当日の朝、長髪男が例のように屋上に来てタバコを吹かしていたらしい。俺たちの機材は、シートで隠してある。楽器の一部は放送室にも置いておいた。
 奴は馬鹿だから、普段はそこにないシートの存在になんか気がついていなかったよ。けれどな、馬鹿なのは俺たちも一緒だったってわけだ。俺たちはその機材を、屋上の影に隠したつもりだったんだが、そこはさ、音楽室のある場所からからは丸見えだったんだよ。まぁ、シートが乗せてあるから、そこになにがあるのかまでは分からないが、普段はない物があるっていうのはおかしいからな。先生はそれを、当日の朝に見つけたんだ。

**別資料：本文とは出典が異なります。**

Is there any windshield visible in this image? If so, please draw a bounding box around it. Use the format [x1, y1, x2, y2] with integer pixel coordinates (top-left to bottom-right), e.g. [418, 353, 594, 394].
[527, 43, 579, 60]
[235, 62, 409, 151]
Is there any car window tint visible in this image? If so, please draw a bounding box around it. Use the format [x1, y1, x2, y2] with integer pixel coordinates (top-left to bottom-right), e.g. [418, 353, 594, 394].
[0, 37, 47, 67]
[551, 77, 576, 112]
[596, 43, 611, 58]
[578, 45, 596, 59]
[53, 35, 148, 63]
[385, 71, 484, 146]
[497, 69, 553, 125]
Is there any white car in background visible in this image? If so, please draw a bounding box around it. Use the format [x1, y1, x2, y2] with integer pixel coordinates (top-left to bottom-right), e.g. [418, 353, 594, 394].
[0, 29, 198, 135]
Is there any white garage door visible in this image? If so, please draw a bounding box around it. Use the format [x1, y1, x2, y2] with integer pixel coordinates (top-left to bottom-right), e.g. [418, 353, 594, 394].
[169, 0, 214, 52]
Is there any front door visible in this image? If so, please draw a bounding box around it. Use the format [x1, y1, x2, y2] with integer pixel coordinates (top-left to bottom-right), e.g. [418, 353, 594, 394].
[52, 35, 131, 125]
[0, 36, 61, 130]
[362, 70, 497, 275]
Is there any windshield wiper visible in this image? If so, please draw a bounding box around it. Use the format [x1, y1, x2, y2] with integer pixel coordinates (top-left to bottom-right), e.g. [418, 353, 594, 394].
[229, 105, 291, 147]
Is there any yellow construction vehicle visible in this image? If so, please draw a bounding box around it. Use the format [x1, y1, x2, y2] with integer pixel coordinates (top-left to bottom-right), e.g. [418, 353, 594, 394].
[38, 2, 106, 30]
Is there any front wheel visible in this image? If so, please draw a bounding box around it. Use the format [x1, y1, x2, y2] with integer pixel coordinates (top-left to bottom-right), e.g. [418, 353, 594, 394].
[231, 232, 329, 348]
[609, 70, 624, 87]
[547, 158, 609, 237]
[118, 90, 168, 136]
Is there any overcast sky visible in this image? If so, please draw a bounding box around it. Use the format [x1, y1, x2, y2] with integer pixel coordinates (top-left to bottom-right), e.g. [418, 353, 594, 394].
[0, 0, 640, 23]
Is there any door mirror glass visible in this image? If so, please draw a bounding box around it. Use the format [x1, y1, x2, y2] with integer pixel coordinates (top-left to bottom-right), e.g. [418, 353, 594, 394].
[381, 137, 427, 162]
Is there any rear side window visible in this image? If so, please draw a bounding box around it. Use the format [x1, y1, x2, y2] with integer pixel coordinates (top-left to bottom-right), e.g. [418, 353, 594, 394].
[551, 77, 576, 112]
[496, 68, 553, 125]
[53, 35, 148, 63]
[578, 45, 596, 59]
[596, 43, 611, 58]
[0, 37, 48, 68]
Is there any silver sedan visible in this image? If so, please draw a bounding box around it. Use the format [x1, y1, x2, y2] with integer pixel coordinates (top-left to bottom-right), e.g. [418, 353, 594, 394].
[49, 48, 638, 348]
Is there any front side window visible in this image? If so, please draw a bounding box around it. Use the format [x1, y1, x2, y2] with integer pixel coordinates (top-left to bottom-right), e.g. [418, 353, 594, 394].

 音楽室の奥の楽器置き場が、先生にとっての憩いの場だった。窓の外を見ると、見慣れないシートがある。確認しようとの責任感くらいそりゃああるよな。木札のついた鍵を持って、屋上へと向かった。
 屋上のドアが、ガチャっと開く。奴は馬鹿だから、先生に向かって、タケシもここが好きだよな。なんだかんだでよく来るよな。振り返りもせずにそう言ったそうだ。
 誰がタケシなんだ? こんな所でなにしている? ここは鍵がかかっていたはずだろ? 生徒は立ち入り禁止だぞ。
 その声にまず、奴は驚くよな。うわぁ! マジかよ・・・・ なんて固まっていたんだろうな。
 タバコか? そんなの身体に毒なだけだぞ!
 うるせぇ! 奴はそう言って、火のついたままのタバコを、火を向けて先生に投げつけた。
 熱っ! 投げられたタバコは見事に命中した。先生の額が、焼けた。
 慌てる先生の隙を見て、奴は逃げた。そんな状況で、待てぇの声に従う奴なんていないよな。
 全く、困った奴だな。そんなことを呟きながら、先生はシートの元へと向かっていく。そっと捲り、中身を確認する。ニヤッと頬を緩ませ、あいつらか・・・・ そう言ったんだ。